Reviewed by Randall Radic
Chet Nicholson, who is the author of Dream Room, is an attorney. Dream Room is his first book. And it is – hands down – one of the best true crime books to be published – ever. That is a bold and categorical statement, but it is an undeniable fact.
Dream Room is the true story of the Dixie Mafia, which is sometimes called the Southern Mafia. Unlike the more famous Sicilian Mafia, members of the Dixie Mafia were linked only by crime and not by family or ethnicity. Their criminal activities included moonshine, bootlegging, gambling, drug trafficking, dog fighting, burglary, prostitution, and murder. They achieved the peak of their power between 1960 and the end of the 1980s.
“The Strip” in Biloxi, Mississippi, was ground zero for the Dixie Mafia. Indeed, the title of the book – Dream Room – refers to a strip joint in Biloxi. It was owned and operated by Mike Gillich, Jr., who was the unofficial Godfather of the organization. Gillich, who was also known affectionately as “Junior,” owned a string of motels, nightclubs, and a bingo parlor.

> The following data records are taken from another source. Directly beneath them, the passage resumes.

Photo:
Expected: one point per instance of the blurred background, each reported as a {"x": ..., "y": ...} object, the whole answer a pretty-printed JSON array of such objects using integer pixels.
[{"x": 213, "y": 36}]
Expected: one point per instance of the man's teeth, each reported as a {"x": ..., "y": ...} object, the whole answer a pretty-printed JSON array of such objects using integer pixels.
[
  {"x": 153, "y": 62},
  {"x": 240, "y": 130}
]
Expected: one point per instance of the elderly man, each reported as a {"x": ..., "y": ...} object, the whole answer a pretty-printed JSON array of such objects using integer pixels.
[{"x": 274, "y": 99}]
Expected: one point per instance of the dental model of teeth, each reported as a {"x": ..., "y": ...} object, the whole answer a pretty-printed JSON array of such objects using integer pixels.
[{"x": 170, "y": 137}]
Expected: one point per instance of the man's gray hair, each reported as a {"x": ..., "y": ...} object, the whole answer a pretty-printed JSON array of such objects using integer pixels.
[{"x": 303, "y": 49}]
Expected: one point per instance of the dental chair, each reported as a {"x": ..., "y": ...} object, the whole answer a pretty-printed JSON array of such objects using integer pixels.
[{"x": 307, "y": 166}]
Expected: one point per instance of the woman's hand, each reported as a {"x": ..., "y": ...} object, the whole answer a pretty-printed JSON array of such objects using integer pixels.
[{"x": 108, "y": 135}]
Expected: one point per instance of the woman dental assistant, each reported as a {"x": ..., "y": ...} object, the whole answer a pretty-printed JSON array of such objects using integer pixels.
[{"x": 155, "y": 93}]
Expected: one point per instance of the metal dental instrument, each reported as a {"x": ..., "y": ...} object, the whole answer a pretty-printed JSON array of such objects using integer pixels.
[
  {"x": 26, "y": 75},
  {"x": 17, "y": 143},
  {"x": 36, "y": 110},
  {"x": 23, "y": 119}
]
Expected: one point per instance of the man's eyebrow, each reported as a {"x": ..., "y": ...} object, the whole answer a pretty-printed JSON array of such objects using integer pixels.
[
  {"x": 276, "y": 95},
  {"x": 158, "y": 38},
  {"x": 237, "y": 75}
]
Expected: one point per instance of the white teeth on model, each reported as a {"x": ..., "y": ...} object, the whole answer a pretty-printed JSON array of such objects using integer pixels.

One of Junior’s henchmen was a goon named Kirksey Nix, who was a singularly unimaginative worm of reckless dynamism. The story swirls around Nix and Junior as they ruthlessly intimidated and murdered anyone who got in the way of their criminal activities. Which means a lot of people, including a judge and his wife, ended up dead.
The Dixie Mafia had only one law, which was akin to a Biblical commandment: Thou shall not snitch to the cops. Of course, since most criminals subscribe heavily to the doctrine of self-interest, the rule was often violated. And in the end, Junior fractured the law with vigorous enthusiasm. To relate how and why would vitiate the delicate forces of the story. Needless to say, the episode seethes with the arithmetic of necessity, contingency, and negotiation. It is the narrative of the justice system – if you want to play, you have to pay.
Nicholson’s raw ability in storytelling is fantastic. And it is this talent that gives the tale its resonant vibrations. Every word and paragraph is designed to titillate interest and, at the same time, entertain. Most writers lose their readers because they try to charm them with verbal glitz. Which means they forget to tell the story. They’re so busy peddling Las Vegas-like neon that the reader needs sunglasses to see through the glare. Nicholson, either by plan or by innate talent, avoids making that mistake. Instead, he cedes ultimate authority to the story. Which means the story is the Star of the book, not the special effects. Which is the way it’s supposed to be.
What is more, Nicholson lets the story develop through the actions of the characters and their dialogue. Dream Room places a premium on conversation. And it’s obvious that Nicholson has a real ear for conversational quirks. Listening to the characters speak induces a delicious rippling sensation through the reader’s diaphragm. That’s the way people really talk! People don’t talk like robots in real life. People aren’t machines, spewing out perfect grammar and syntax.
Try it this way: Nicholson’s dialogue is as good as or better than that of Elmore Leonard.
Dream Room is a supercharged book. It has guts, which means it has rhythm and motion, and that means it has energy. It’s alive! Don’t miss this one.